Il appert des dispositions susdites que la clause du contrat de concession imposant au concessionnaire un seuil minimum de 80% de réalisation des objectifs de ventes n'est pas en soi restrictive de concurrence et contraire aux prescriptions du règlement d'exemption catégoriel.
La société BONOMI soutient toutefois que dans le cadre de ce règlement, la Commission n'autoriserait pas la définition d'objectifs de ventes minimales autrement que sur une base annuelle et que les exigences minimales convenues pour une période plus courte ne peuvent avoir qu'un caractère indicatif, de sorte que si elles sont contraignantes, il peut en résulter une perte automatique du bénéfice de l'exemption. Elle invoque une réponse de la Commission des Communautés Européennes du 16 janvier 1996 à une question de principe posée par la Cour d'appel de Paris selon arrêt du 10 février 1994 sur la compatibilité avec l'article 85-1 du traité CEE d'une clause de résiliation de plein droit d'un contrat de concession automobile en cas de non réalisation d'un minimum de 60% des objectifs quantitatifs de vente aux termes d'un semestre.

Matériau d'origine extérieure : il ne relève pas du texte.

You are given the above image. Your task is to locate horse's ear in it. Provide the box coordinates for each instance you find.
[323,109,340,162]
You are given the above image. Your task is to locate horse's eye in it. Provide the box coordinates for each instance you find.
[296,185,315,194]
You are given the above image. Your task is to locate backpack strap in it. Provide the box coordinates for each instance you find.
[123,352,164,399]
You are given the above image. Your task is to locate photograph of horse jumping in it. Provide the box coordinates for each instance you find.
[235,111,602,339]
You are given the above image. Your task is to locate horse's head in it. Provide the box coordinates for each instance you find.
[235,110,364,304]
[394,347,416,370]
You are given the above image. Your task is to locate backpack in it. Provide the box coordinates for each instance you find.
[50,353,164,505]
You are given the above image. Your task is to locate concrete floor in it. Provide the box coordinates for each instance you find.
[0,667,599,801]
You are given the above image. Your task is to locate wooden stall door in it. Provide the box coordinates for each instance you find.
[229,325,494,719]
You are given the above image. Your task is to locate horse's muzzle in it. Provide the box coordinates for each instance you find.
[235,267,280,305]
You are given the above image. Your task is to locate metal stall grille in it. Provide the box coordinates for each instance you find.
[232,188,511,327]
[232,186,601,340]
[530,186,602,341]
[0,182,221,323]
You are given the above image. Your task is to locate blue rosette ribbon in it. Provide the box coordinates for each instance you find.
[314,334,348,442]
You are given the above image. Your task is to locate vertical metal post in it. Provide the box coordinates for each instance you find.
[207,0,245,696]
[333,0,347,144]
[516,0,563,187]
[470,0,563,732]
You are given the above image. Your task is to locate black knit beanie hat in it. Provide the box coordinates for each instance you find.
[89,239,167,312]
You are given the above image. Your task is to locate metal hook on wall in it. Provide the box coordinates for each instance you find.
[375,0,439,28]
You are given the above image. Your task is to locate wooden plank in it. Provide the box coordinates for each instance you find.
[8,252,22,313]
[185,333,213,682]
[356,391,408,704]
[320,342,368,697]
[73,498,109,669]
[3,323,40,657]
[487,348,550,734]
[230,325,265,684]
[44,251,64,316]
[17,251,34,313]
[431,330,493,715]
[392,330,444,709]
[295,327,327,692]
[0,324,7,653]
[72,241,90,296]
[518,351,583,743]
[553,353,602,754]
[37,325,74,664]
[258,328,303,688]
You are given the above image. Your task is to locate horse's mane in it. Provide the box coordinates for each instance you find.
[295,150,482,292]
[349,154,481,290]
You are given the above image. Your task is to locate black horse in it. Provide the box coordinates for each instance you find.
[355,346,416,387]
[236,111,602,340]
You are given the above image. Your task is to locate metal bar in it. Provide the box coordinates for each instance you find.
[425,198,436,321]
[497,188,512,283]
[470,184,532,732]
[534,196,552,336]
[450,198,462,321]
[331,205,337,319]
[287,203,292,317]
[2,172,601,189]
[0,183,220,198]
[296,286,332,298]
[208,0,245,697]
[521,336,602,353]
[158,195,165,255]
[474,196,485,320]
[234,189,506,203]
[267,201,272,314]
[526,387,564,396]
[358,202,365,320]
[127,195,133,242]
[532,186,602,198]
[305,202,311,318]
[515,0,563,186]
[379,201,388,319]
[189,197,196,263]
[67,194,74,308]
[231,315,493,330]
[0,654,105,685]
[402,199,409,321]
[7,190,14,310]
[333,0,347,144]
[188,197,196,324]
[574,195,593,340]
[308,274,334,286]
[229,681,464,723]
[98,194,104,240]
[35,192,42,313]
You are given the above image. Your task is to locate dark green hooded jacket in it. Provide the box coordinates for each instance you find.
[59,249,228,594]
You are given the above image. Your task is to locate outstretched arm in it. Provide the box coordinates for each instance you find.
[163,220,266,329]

Il résulte de ladite réponse que la fixation d'un niveau chiffré
d'objectifs de vente au distributeur, en corollaire de son obligation de "meilleurs efforts" dans le cadre d'une relation contractuelle fondée sur le règlement 123/85 n'est pas en soi restrictive de la concurrence, même lorsqu'elle est sanctionnée par un droit de résiliation au concédant du seul fait que le distributeur n'aurait pas réalisé au moins un volume minimum de ses objectifs. Il peut toutefois en être autrement lorsque la clause litigieuse s'avère excessive, que ce soit en ce qui concerne la fixation des objectifs obligatoires sur une période plus courte que l'année ou au regard d'un niveau chiffré d'objectifs de vente exagérément élevé. La Commission indique qu'une obligation excessive est incompatible avec le règlement n 123/85 et fait obstacle à l'application de l'exemption catégorielle qu'il prévoit, de sorte que l'accord contenant une telle clause pourrait seulement bénéficier d'une exemption individuelle si les conditions de l'article 85 paragraphe 3 du traité CE étaient réunies.

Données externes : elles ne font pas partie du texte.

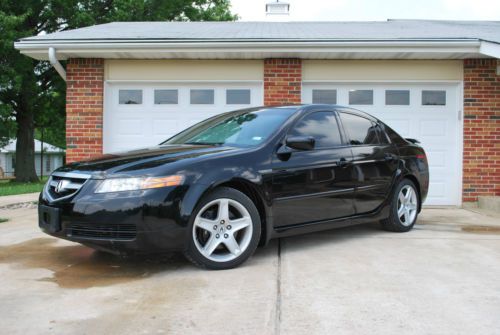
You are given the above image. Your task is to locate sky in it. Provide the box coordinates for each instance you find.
[230,0,500,21]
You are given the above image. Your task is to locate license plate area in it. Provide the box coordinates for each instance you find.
[38,205,61,233]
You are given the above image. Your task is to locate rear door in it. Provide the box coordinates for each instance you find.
[271,110,355,227]
[338,112,399,214]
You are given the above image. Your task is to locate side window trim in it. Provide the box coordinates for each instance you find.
[285,110,346,150]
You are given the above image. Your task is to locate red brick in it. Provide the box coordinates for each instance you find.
[65,58,104,163]
[264,59,302,106]
[462,58,500,201]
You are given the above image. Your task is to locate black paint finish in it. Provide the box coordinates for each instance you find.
[38,105,429,255]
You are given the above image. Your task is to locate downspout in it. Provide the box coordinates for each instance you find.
[48,47,66,81]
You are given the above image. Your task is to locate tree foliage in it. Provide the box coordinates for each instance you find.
[0,0,237,181]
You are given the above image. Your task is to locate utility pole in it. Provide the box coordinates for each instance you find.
[40,126,44,180]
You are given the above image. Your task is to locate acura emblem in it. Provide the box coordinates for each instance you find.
[55,180,70,193]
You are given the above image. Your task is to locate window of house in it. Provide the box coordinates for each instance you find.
[289,111,342,148]
[340,113,380,145]
[422,90,446,106]
[312,89,337,104]
[190,89,215,104]
[226,89,251,104]
[385,90,410,105]
[119,90,142,104]
[154,90,178,104]
[349,90,373,105]
[45,157,51,172]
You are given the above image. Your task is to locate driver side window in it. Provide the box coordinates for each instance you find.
[289,111,342,149]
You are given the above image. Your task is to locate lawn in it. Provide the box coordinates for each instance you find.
[0,177,48,197]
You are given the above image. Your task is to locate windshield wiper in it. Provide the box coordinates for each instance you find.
[184,142,224,146]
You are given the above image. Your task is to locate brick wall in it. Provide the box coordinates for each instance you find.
[462,58,500,202]
[264,58,302,106]
[65,58,104,163]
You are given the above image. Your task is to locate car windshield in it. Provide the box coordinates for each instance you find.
[163,108,297,148]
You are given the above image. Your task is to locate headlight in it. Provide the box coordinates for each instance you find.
[95,175,184,193]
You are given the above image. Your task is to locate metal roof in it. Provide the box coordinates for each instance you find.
[15,20,500,60]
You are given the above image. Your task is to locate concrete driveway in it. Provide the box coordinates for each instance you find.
[0,205,499,335]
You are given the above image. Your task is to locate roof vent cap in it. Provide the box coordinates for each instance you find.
[266,0,290,19]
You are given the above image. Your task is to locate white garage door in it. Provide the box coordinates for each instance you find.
[302,83,462,206]
[104,82,263,153]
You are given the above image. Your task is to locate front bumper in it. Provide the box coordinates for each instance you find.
[38,181,191,254]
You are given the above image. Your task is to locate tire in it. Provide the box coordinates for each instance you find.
[381,178,419,232]
[184,187,261,270]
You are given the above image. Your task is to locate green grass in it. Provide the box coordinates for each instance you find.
[0,177,48,197]
[0,218,8,223]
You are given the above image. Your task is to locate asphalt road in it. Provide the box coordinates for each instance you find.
[0,205,499,335]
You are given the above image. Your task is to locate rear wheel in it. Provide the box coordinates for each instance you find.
[184,187,261,270]
[381,179,419,232]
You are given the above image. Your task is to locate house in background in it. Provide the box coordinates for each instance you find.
[13,19,499,206]
[0,139,65,178]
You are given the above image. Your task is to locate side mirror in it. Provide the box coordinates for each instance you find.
[286,136,315,151]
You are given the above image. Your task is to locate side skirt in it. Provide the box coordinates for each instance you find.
[269,203,391,240]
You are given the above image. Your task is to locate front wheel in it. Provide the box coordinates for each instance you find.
[184,187,261,270]
[381,179,419,232]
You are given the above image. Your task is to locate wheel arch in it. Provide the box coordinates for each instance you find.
[402,174,422,212]
[185,178,271,246]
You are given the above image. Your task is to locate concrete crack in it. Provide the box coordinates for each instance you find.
[275,238,282,335]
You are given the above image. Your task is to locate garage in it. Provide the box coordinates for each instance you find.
[14,21,499,205]
[103,82,263,152]
[302,82,461,206]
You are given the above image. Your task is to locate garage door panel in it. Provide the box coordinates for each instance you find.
[302,82,461,206]
[105,83,263,152]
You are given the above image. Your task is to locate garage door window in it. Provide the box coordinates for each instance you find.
[349,90,373,105]
[340,113,380,145]
[422,90,446,106]
[190,89,214,104]
[154,90,178,104]
[119,90,142,104]
[385,90,410,105]
[226,89,251,104]
[312,89,337,104]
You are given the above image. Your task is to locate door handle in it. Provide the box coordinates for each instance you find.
[384,153,396,161]
[337,157,348,167]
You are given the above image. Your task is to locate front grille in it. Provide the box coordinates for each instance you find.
[67,222,137,241]
[45,172,90,202]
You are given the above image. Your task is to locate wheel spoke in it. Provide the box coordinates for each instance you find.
[407,203,417,211]
[229,217,251,232]
[404,209,410,223]
[224,235,241,255]
[405,187,413,202]
[217,199,230,222]
[398,192,405,205]
[195,218,216,232]
[398,205,405,218]
[202,235,220,257]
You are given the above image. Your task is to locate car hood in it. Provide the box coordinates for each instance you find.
[56,144,241,177]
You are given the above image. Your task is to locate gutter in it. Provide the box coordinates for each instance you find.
[48,47,66,81]
[13,39,493,60]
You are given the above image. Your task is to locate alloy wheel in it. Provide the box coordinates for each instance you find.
[192,198,253,262]
[397,185,418,226]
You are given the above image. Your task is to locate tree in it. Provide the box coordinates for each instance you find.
[0,0,237,182]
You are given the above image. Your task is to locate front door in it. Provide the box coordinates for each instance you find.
[271,111,356,227]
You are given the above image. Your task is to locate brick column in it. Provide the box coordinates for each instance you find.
[462,58,500,202]
[264,58,302,106]
[65,58,104,163]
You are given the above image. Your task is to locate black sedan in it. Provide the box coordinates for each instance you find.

Par ailleurs, l'article 5.1.2.b. du règlement n 123/85 subordonne l'application de l'article 4 paragraphe 1 à la condition que le fournisseur n'applique pas des conditions minimales et des critères pour les estimations prévisionnelles tels que le distributeur fasse l'objet d'un traitement inéquitable où, sans justifications objectives, d'un traitement discriminatoire.

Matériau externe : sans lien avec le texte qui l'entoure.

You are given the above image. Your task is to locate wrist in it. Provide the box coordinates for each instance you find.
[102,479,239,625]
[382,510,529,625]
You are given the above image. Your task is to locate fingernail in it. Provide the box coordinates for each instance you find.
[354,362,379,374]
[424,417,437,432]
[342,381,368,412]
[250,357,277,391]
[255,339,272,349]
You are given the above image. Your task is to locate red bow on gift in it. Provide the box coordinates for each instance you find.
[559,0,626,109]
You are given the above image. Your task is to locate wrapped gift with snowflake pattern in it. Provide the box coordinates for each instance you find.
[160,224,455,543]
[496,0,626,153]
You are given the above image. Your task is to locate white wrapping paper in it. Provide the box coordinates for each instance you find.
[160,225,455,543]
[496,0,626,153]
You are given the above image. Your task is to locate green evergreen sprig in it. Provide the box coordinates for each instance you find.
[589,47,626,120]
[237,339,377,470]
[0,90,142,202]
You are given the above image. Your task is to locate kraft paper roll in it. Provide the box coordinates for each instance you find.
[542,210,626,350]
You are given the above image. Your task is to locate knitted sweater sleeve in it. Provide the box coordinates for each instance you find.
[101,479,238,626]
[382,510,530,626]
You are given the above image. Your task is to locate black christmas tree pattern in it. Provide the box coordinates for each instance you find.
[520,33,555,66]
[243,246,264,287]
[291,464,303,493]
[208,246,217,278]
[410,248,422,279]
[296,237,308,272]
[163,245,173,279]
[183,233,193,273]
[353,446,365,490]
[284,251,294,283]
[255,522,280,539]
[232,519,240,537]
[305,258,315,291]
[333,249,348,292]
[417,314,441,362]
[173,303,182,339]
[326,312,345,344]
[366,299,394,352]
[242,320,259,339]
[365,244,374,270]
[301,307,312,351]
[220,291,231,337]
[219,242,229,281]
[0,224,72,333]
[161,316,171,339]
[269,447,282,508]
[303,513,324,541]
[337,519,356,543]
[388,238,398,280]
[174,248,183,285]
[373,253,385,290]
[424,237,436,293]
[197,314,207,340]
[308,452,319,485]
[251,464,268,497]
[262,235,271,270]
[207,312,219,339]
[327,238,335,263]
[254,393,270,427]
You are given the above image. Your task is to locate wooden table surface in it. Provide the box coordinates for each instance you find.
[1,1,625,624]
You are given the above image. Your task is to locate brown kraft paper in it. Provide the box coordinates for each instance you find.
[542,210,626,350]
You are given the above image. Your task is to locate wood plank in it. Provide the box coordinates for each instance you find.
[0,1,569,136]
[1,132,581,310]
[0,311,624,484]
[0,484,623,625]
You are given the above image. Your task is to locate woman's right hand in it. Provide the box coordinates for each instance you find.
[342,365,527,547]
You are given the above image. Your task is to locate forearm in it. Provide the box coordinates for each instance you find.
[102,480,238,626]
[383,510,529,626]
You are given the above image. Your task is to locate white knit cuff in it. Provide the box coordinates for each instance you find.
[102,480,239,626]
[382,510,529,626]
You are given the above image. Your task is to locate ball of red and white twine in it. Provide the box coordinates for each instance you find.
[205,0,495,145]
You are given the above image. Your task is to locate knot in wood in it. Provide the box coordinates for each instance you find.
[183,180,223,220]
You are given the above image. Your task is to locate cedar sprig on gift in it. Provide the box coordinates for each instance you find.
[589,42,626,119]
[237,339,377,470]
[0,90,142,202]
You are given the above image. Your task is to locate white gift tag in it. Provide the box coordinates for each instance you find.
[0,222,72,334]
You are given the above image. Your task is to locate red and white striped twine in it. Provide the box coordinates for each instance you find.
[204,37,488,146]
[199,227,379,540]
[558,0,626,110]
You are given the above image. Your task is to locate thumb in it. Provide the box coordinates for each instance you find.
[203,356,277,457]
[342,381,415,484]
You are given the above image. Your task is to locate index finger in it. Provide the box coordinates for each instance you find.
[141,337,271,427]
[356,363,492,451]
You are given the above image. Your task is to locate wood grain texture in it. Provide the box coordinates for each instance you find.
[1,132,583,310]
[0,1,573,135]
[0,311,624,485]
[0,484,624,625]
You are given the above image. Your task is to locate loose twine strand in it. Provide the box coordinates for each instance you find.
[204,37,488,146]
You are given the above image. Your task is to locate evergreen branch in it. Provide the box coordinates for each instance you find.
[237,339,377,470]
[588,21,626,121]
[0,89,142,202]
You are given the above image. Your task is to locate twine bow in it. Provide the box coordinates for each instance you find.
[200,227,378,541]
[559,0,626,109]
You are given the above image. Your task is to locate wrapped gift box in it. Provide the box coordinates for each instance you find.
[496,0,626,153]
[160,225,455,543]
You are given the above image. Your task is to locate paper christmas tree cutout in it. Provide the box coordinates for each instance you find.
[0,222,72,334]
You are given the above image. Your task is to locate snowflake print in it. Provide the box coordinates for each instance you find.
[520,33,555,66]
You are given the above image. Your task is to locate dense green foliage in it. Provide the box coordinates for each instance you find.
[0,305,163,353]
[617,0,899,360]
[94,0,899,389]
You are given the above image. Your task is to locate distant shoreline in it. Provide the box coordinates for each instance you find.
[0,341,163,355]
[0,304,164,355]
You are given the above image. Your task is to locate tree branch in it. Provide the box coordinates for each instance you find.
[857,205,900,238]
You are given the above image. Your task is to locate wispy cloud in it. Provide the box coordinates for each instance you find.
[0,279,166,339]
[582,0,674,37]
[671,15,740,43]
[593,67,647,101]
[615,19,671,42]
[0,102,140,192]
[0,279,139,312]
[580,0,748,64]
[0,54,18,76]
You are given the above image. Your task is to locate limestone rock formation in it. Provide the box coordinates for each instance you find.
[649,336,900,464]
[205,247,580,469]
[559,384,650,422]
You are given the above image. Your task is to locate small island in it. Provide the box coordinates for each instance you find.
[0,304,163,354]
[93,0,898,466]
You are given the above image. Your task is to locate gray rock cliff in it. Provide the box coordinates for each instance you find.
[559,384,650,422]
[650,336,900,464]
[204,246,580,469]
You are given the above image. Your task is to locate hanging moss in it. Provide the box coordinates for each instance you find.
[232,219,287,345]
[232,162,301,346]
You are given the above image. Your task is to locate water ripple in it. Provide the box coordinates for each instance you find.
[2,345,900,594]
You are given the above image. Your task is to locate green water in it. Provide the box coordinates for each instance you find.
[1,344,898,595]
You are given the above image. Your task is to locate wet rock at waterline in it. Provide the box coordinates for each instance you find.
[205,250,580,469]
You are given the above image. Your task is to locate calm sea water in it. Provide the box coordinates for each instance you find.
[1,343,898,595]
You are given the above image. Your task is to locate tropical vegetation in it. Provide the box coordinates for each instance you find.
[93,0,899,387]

Il s'ensuit que la licéité de la clause d'objectifs au regard du règlement n 123/85 est soumise à l'absence de caractère excessif de l'obligation du distributeur tant en ce qui concerne la durée de la période de référence que la détermination du niveau chiffré d'objectifs de vente ou du pourcentage de ce chiffre dont la non réalisation ouvre au fournisseur la possibilité de faire jouer la clause de résiliation de plein droit de la convention. Le caractère excessif ou inéquitable de l'obligation imposée au distributeur doit
s'apprécier in concreto.
Il convient en conséquence d'apprécier la licéité de la clause litigieuse dans le cadre de l'examen de la compatibilité de cette clause avec les dispositions de l'article 1134, alinéa 3, et de l'article 1135 du Code civil, en recherchant si la société VOLVO a fixé les objectifs minimaux à réaliser de manière objective et équitable. Sur les conditions de la résiliation du contrat
La Cour relève en premier lieu que la fixation à 80% des objectifs chiffrés de vente de véhicules neufs du seuil de performances commerciales en dessous duquel le concédant est en droit de faire jouer la clause de résiliation extraordinaire ne fait l'objet d'aucune critique sérieuse de la part de la société BONOMI, de sorte que le caractère excessif ou non de la clause litigieuse occurrence s'apprécier en fonction de l'objectivité de la fixation des objectifs de vente.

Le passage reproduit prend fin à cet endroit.